This article is over 1 years, 7 months old
Human rights organisation Cage launched a challenge over former Tory minister Gavin Williamson’s clampdown on Palestine solidarity in schools
Issue 2812
Big free Palestine demo with Palestine flags and placards such as "Freedom for Palestine"

Protesters demand ‘Free Palestine’ in London  (Picture: Guy Smallman)

The High Court has ruled that the Department of Education can continue to clamp down on Palestine solidarity in schools.

It denied permission for a judicial review by Cage on Thursday. The human rights group began the legal challenge last year in response to former Tory education secretary Gavin Williamson’s letter to heads during Israel’s assaults in Sheikh Jarrah.

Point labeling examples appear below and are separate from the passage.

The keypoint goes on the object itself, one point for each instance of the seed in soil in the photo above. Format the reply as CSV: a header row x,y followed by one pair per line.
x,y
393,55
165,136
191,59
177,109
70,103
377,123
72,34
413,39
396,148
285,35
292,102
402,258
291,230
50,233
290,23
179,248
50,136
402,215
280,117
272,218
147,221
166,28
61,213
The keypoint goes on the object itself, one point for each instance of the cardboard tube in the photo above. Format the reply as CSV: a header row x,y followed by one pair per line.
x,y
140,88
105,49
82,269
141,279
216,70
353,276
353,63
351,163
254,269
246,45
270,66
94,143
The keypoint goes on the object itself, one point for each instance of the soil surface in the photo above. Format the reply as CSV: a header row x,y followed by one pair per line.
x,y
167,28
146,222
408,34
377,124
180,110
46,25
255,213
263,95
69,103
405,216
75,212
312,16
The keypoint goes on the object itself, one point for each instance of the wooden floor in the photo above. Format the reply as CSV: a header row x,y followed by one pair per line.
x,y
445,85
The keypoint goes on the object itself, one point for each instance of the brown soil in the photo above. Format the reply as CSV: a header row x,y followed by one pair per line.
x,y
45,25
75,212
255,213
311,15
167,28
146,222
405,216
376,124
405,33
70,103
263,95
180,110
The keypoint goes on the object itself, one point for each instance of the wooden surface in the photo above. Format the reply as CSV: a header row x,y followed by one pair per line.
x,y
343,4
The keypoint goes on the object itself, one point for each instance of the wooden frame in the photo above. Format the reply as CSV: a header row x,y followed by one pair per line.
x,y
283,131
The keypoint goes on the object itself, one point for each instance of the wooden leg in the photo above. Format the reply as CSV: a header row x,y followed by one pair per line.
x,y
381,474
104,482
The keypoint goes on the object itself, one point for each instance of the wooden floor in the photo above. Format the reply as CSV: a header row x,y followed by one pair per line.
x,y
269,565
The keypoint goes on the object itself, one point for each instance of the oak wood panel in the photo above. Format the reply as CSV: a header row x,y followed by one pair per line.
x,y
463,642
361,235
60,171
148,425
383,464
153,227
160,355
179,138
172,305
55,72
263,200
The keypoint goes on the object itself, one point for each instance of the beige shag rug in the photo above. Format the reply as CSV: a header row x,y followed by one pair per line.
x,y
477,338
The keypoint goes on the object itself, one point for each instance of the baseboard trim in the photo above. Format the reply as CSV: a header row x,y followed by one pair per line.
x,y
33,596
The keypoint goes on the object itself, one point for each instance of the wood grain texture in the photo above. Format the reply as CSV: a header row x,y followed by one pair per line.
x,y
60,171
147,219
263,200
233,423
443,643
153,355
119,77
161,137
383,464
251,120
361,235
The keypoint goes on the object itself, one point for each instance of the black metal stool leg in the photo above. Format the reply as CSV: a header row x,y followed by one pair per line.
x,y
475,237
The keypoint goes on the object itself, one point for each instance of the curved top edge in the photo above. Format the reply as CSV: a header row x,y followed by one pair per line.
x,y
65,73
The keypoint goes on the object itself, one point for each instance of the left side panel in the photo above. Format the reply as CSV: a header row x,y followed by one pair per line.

The letter said there had been an “increased focus on the Israeli-Palestinian conflict in many schools” and claimed it related to a “worrying spike in antisemitic incidents”.

Muhammad Rabbani, managing director of Cage, told Socialist Worker, “The decision today is disappointing but unsurprising. It validates the Department of Education’s attempts to police the Palestine debate at our schools in favour of the pro-Israel narrative. 

“The choreographing of political discussions in this way within schools is akin to the manner of autocratic regimes and seriously curtails freedom of speech.”

Williamson’s letter gave instructions to head teachers about how they should present Israel’s brutal occupation of Palestine. It was said that schools should cut ties with organisations and charities that challenged the state of Israel.

It also recommended that schools worked with organisations that support Israel in order to provide a “balanced” presentation of the occupation.

Cage described the letter as “politicalised and discriminatory”, adding that its legal challenge raises “important questions about free speech and political dissent in schools”. The group said the letter is censoring Muslim students in particular while violating the legal requirement of impartiality in schools.

The lawyer leading the review, Fahad Ansari, spoke to Socialist Worker. He said the court “failed to protect the freedom of expression of pupils who wish to demonstrate solidarity with the Palestinian people in their struggle against Israeli apartheid and ethnic cleansing.”

“The Court has essentially enabled the government to compel head teachers and school leaders to adopt a partisan view on the Israeli-Palestinian issue.”

He said this “shifts their role from education to indoctrination”. “Equating the rejection of the state of Israel’s ‘right to exist’ with antisemitism is not only factually wrong but undermines the fight against genuine antisemitism,” Ansari said.

Campaigners have made comparisons between how schools present the war in Ukraine and the occupation of Palestine.

In a survey initiated by Cage, 96 percent of parents confirmed that their child’s school had proactively engaged in discussions around Ukraine. This included holding fundraisers and assemblies and covering it in newsletters.

Many students and their parents were left feeling isolated last year as schools ignored the Israeli war on Gaza. In the survey, people reported how their children had suffered disciplinary punishment and threats or physical aggression by staff for showing support for Palestinians.

The Tories want to silence Palestine solidarity and whip up Islamophobia in schools to bolster the imperialist agenda of the US, Britain and Nato.

Despite the court ruling, the fight for Palestinian liberation continues and the solidarity movement will not be silenced.